One of Maze’s clients was visiting a friend in Detroit when police came to serve a drug search warrant. Because the woman was present when the warrant was served, police swept her into the action and filed notice to seize her car. Maze was able to get the car back, but pointed to that example as an abuse of the forfeiture system.

Oakland County Sheriff Michael Bouchard said his office works “hand in glove” with Oakland County Prosecutor Jessica Cooper in forfeiture matters.

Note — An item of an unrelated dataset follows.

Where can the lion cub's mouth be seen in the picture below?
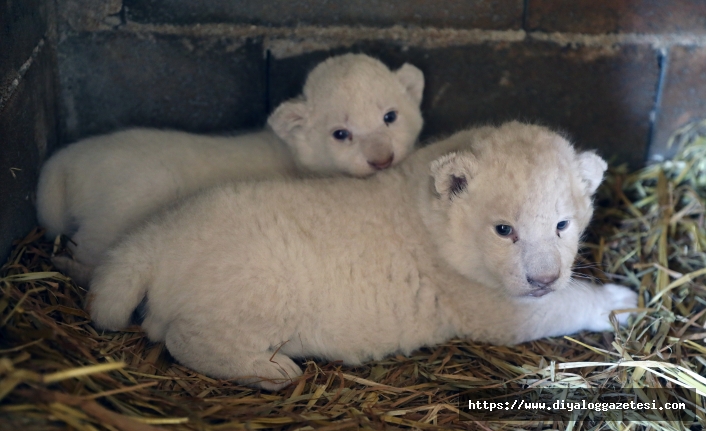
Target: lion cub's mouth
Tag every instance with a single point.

The prosecutor’s office handles all sheriff’s office forfeiture cases in circuit court, and Bouchard said the offices take a conservative approach. He cited the case of an Oakland County business that was selling drugs, but also had legitimate business income. The sheriff’s office did not push for seizure of the business due to that legitimate income.

Bouchard was an advocate for the reform the Legislature passed. He believes the “clear and convincing evidence” standard demands a “tangible connection to criminality” that will lessen abuses.

“Being in the room doesn’t mean there’s a nexus” to illegal activity, Bouchard said.

In written testimony to the House Judiciary Committee in May, Ashley Duval spoke in favor of forfeiture reform.

Duval’s family farm was seized via forfeiture after a 2011 Drug Enforcement Agency raid. The family had been growing medical marijuana at the farm.

In addition to the farm, police seized “cars, medical records, cameras, video recorders, computers, guns” and more. Though Ashley Duval was never charged with a crime, her father and brother were charged and convicted, and the authorities lumped their property together. Duval wrote of feeling hopeless in the face of a seizure that would be costly to fight.

“Asset forfeiture laws need to be completely redone,” Duval wrote. “That day (of the raid) was one of the most heartbreaking, brutal days ever, watching (police) take what they wanted and not being able to do a darn thing about it.”

In Macomb County, local police seized more than $2 million in 2014, down almost $700,000 from 2013. The county sheriff’s office seized $181,619 in assets, up almost $23,000 from the previous year.

In Oakland County, local police seized just less than $1.8 million in assets in 2014, up more than $345,000 from 2013. The sheriff’s office seized $393,845 in 2014, up $32,682 from 2013.

In Wayne County, local police seized $5 million in assets in 2014, down almost $1 million from 2013. The sheriff’s office seized $525,754 in assets, down $108,000 from the year before.

Paul Walton, chief assistant to Cooper in Oakland County, said a change in the burden of proof “would make no difference in the way we proceed” in forfeiture cases. Only specialists staff the office’s asset forfeiture unit. If it’s a business in danger of being seized, the office asks for records to see if there is legitimate income.

“We’re not in it for the money,” he said. “There’s always a proportionality argument” in forfeiture cases, Walton said, meaning that what’s seized is the proceeds of criminal behavior, not property taken on a hunch or because someone was in the wrong place at the wrong time.

“That power is a pretty big sword to wield,” Walton said.